Enanta makes the case for COVID-19 antiviral's mixed data in hopes of attracting a partner

Enanta Pharmaceuticals’ COVID-19 drug reduced some symptoms of the respiratory disease but did not reduce viral load or time to improvement when compared to placebo. Executives pointed to a tighter analysis of key symptoms for signs that EDP-235 could have value on the market—so long as a partner helps them get there.

EDP-235 was tested in 190 standard risk patients with mild to moderate COVID-19 in the phase 2 SPRINT trial. Enanta reported a dose-dependent improvement in symptoms for the 400-mg dose arm when compared to placebo, which was the main goal of the trial, according to a Monday afternoon press release. The treatment effect started as soon as one day after dosing.

But EDP-235 did not reduce the time to improvement on 14 symptoms or lower the viral load as measured via the nose. Enanta blamed the viral load miss on the rapid viral decline in the placebo arm. This has plagued a number of late starters to the COVID-19 clinic, as trials that got underway later in the pandemic met a mutated virus and clinical endpoints became irrelevant.

“The patient population … since the beginning of the pandemic has changed dramatically, as has the virus. So, you know, good for the humans—the seropositivity that we’re building up over time either through natural infection or vaccination or both,” CEO Jay Luly, Ph.D., told investors on a Monday afternoon earnings call.

Patients came into Enanta's trial with higher natural immunity, either from vaccination, infection or both, according to Tara Kieffer, Ph.D., senior vice president of new product strategy and development. Studies like Enanta's have seen viral loads dropping naturally, without aid from a therapeutic, which can impact the outcome of a study.

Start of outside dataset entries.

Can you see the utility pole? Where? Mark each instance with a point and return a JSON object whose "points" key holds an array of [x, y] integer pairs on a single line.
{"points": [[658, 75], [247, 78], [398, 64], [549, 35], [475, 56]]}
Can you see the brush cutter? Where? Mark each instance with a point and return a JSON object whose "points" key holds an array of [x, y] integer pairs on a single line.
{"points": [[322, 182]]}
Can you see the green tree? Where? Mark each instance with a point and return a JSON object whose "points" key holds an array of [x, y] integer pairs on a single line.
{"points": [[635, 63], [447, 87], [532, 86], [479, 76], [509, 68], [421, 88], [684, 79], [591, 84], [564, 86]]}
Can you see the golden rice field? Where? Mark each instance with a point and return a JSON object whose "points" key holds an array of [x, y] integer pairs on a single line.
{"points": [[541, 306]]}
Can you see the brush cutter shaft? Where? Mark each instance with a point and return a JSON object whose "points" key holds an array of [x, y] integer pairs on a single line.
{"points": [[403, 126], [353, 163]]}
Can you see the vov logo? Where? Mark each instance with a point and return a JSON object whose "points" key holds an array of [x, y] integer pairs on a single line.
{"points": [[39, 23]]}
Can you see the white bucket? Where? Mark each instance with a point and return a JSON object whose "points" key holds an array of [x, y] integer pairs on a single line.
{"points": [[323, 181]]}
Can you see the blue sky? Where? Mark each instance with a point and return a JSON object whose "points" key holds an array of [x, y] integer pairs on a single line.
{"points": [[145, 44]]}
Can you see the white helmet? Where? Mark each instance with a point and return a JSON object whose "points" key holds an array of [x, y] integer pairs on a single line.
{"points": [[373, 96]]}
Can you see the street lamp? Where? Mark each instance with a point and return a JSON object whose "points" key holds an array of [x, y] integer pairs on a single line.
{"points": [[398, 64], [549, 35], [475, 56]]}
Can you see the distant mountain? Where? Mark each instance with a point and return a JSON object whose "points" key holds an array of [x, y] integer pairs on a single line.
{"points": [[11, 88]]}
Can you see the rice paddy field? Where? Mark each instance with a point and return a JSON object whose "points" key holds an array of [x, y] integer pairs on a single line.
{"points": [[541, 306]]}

Enanta's shares fell 28% as the market opened Tuesday to $24.52 compared to a close of $34.33 on Monday. 

Nevertheless, EDP-235 “could play an important role in the treatment of COVID-19,” since it had an impact on clinically meaningful endpoints, Luly said. On the viral load miss, Luly said that the FDA does not look at viral load when approving COVID therapeutics, so Enanta’s therapy could still find regulatory success for improving symptoms. A drug for standard risk patients would look at symptom reduction—which EDP-235 has demonstrated—and hospitalizations and death would be considered for higher risk patients, Luly explained.

“At the end of the day, the agency doesn’t approve any of the COVID drugs based on viral load, it’s based on other endpoints,” Luly said. Enanta plans to talk to the FDA “as a matter of course” and finish up the study, he added.

EDP-235’s impact on symptoms will form the basis of conversations with regulators, Chief Medical Officer Scott Rottinghaus, M.D., said. But Enanta will need to find a pharma partner to continue development, which has always been the plan, according to Luly.

To make the case for a partner, Enanta compared EDP-235 with Shionogi’s protease inhibitor ensitrelvir, which is approved in Japan and just received fast-track designation from the FDA. That drug was studied in a 341-patient phase 2 and also looked at symptoms but was conducted in a population that had a higher viral load at baseline. Enanta argued that symptom improvement was similar for both antivirals.

EDP-235 could be developed and tested in several COVID-related indications, such as long COVID or as a prophylaxis, Luly said. Enanta has picked 400 mg as the dose that will move forward in any future studies.

“In order to realize this vision, we feel a pharma partnership will better enable us to get the best registration program to achieve that optimal label, so that’s going to be our focus for phase 3,” Luly said.

Enanta executives pointed to key subgroups and additional analyses that were conducted to further pad the case, despite the mixed readout.

On the symptoms, Rottinghaus said a prespecified analysis showed that if the symptoms are whittled down to six key ones, the 400-mg dose had a greater improvement than placebo and was statistically significant. So, the time to improvement was not met for all 14 symptoms, but if you pick out six select respiratory and systemic symptoms—including shortness of breath, sore throat, headache and chills—patients receiving EDP-235 improved two days faster.

Enanta also reported fiscal second-quarter earnings for the period ending March 31 on Monday, including royalty revenue of $17.8 million from worldwide net sales of Mavyret, which is marketed by AbbVie for hepatitis C. The biotech reported cash and equivalents of $225.1 million as of March 31, which should last into 2026.